Structure and biological properties of scavenger receptor MARCO

Abstract

Macrophages are monocyte-derived cells that play an important role in the innate immune response against invading pathogens. These cells express several host defense receptors that can be divided into two classes; those dependent on opsonizing components for recognition of pathogens, and those that can recognize pathogens directly, pattern recognition receptors (PRRs). Class A scavenger receptors are a family of PRRs composed of three members: Scavenger Receptor A (SRA), MAcrophage Receptor with COllagenous structure (MARCO), and a recently identified protein Scavenger Receptor with C-type Lectin (SRCL). MARCO is a trimeric membrane protein containing an Nterminal intracellular domain, a transmembrane domain, and an extracellular portion composed of a short spacer domain, a triple- helical collagenous domain, and a C-terminal cysteine-rich domain (SRCR). In unstimulated mice, MARCO expression is restricted to the marginal zone macrophages in spleen, macrophages in medullary cord in lymph nodes, and peritoneal macrophages.
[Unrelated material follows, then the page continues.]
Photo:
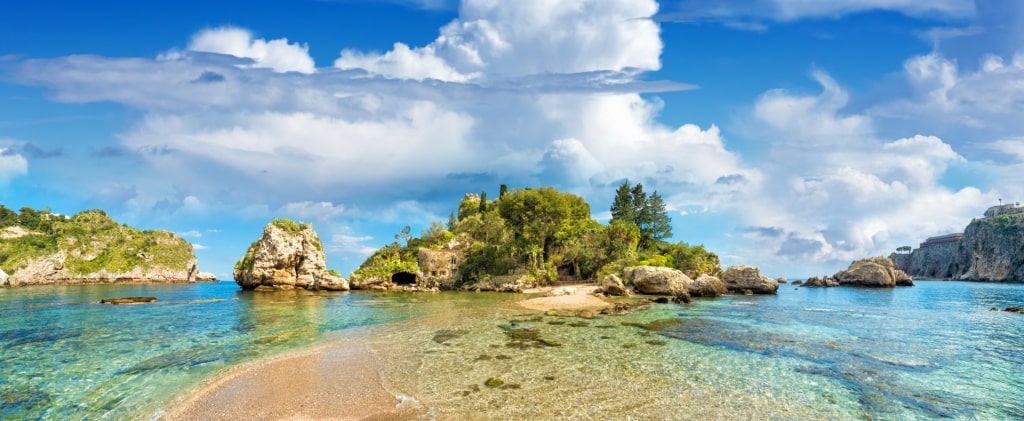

Its expression can be induced in cultured macrophages or in macrophages of various tissues after administering LPS, BCG, Listeria monocytogenes or zymosan. These findings suggest a role in host defense. Furthermore, cells transfected with MARCO cDNA avidly bind both gram-negative and gram-positive bacteria, but not yeast. Preliminary data shows that the bacteria-binding region is in the SRCR domain. Interestingly, MARCO was found to be the major receptor on alveolar macrophages for binding of unopsonized environmental particles such as TiO2 and Fe203

To examine the regulatory mechanisms of MARCO, and its potential role in disease, the structures of human and murine MARCO genes were determined. Both genes have 17 exons, of which exons 4-15 encode the collagenous domain. Two major transcription initiation sites were identified, one starting at position +1, 27 bp downstream of a TATA box, and another at position -64 downstream of an AT-rich region. Several potential binding sites for transcription factors involved in host defense were identified in the promoter region. The human and mouse genes were localized to syntenic regions on chromosomes 2 and 1, respectively.

We could also show that MARCO most likely has a direct effect on the phenotype of activated macrophages, since the expression of MARCO in different cell lines induces dramatic cell shape changes. Typically these changes include formation of large lamellipodia-like structures and long dendritic processes. The morphological changes are accompanied by disassembly of actin stress fibers and often also by complete loss of focal adhesions. The MARCO- induced changes are dependent on cell adhesion and are inhibited when the cells are plated on fibronectin-coated surfaces. Similarly, a dominant-negative mutant of Rac- I partially inhibits the morphogenic effects of MARCO in CHO cells. Our data indicate that the proximal segment of the SRCR domain is important for the morphoregulatory activity.

We used a large number of human and mouse MARCO variants to show that the predominant bacteria- binding region of MARCO resides in the SRCR domain. This result demonstrates the first function for a SRCR domain of the scavenger receptor A family. In further analysis, we found that an arginine-rich segment in the cysteine-rich domain is responsible for the high-affinity binding. More precisely, the motif arginine-X-arginine was found to be of importance in this regard. This was demonstrated by comparing the bacteria-binding activity of two truncated constructs of MARCO. One form, which contains an argininedoublet in its SRCR domain, binds bacteria avidly, while the other, containing one single arginine residue, exhibits insignificant binding.

To obtain a tool for ligand-binding studies, we produced the extracellular part of MARCO as a recombinant protein, sMARCO. Several studies indicated that sMARCO has a triple-helical structure. When imaged in electron microscope after rotary shadowing, the protein appeared as 82.7 nm long rod-like molecules with small globes at both ends. Furthermore, the molecules were often found to be associated with each other. Binding studies with sMARCO, as well as with MARCO-expressing cells, indicated that MARCO binds gram-negative strains expressing either the smooth- or rough- form of I VS. Additional studies revealed that LPS is a ligand of MARCO. Finally, we also produced the SRCR domain as a recombinant protein, and compared the bacteria-binding properties of this protein and sMARCO. These studies indicated that the SRCR domain has to be in a trimeric form in order to bind bacteria efficiently.